交通事故証明書とは?必要なケースと3つの申請先・もらい方
交通事故証明書は交通事故が起きた事実を公的に証明する書類です。自身の加入している保険会社への保険金の請求時や、事故の相手側の保険会社へ損害賠償金を請求する際にも必要です。交通事故証明書について不明な点は交通事故に詳しい弁護士に早めに相談しましょう。
交通事故証明書とは?どんなことが書かれている?
交通事故証明書とは「交通事故があったという事実」を証明する書類です。
交通事故が発生すると、届け出を受けた警察が実況見分をします。実況見分を行い、事故内容や事故時の状況を確認するのは警察ですが、事故証明書は警察が作成するものではありません。
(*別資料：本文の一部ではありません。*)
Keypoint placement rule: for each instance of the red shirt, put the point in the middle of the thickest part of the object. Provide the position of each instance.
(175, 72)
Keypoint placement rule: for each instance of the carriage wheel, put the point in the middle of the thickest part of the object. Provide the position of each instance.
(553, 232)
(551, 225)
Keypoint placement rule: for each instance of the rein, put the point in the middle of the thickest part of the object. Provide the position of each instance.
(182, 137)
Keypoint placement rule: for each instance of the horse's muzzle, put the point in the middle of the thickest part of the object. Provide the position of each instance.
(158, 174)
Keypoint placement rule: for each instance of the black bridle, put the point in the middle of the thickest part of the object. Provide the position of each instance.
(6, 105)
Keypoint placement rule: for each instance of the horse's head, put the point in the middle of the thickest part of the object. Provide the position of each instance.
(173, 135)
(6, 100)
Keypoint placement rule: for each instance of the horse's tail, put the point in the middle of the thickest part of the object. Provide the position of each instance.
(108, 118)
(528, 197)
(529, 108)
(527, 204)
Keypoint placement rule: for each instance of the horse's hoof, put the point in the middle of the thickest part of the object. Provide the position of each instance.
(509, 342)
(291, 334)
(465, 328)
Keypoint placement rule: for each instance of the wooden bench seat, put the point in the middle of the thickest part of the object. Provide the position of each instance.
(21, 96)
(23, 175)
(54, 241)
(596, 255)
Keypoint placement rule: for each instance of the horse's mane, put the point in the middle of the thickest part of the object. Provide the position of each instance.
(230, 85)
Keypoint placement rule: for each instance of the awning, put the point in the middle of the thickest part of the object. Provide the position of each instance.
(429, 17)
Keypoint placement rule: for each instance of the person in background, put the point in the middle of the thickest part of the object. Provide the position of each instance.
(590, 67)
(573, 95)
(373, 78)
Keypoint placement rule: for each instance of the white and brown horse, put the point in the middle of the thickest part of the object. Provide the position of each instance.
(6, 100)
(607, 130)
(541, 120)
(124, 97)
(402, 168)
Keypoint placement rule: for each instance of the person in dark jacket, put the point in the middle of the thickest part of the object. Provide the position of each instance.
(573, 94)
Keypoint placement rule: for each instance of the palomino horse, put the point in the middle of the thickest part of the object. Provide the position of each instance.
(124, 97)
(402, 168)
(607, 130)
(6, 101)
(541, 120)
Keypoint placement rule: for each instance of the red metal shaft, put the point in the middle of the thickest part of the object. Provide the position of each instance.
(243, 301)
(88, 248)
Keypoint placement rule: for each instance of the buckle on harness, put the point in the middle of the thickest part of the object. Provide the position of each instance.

警察が自動車安全センターに実況見分の結果を提供し、その事実を確認した自動車安全センターが交通事故証明書を交付します。
交通事故証明書の内容
交通事故証明書には、下記の内容が記載されています。
- 管轄の警察署・事故照会番号
- 事故発生の日時
- 事故発生の場所
- 事故当事者の住所・氏名・生年月日(相手がいる場合は相手側の情報も記載される)
- 車種・車両番号
- 加入している自賠責保険・証明書番号
- 事故の状態(運転中だったか歩行中だったかなど)
- 事故類型(接触や追突など大まかな事故のパターンが記載される)
- 照合記録簿の種別(人身事故もしくは物損事故どちらかが記載される)
事故原因や損害を証明するものではない
交通事故証明書は事故のあった事実を証明するもので、その原因や損害の大きさなどを証明するものではありません。
示談交渉で過失割合について揉めてしまったときや、裁判をする場合は実況見分調書や供述調書を取り寄せて事故の詳しい状況を確認します。実況見分調書と供述調書は警察が作成する書類で、申請には交通事故証明書が必要になる場合もあります。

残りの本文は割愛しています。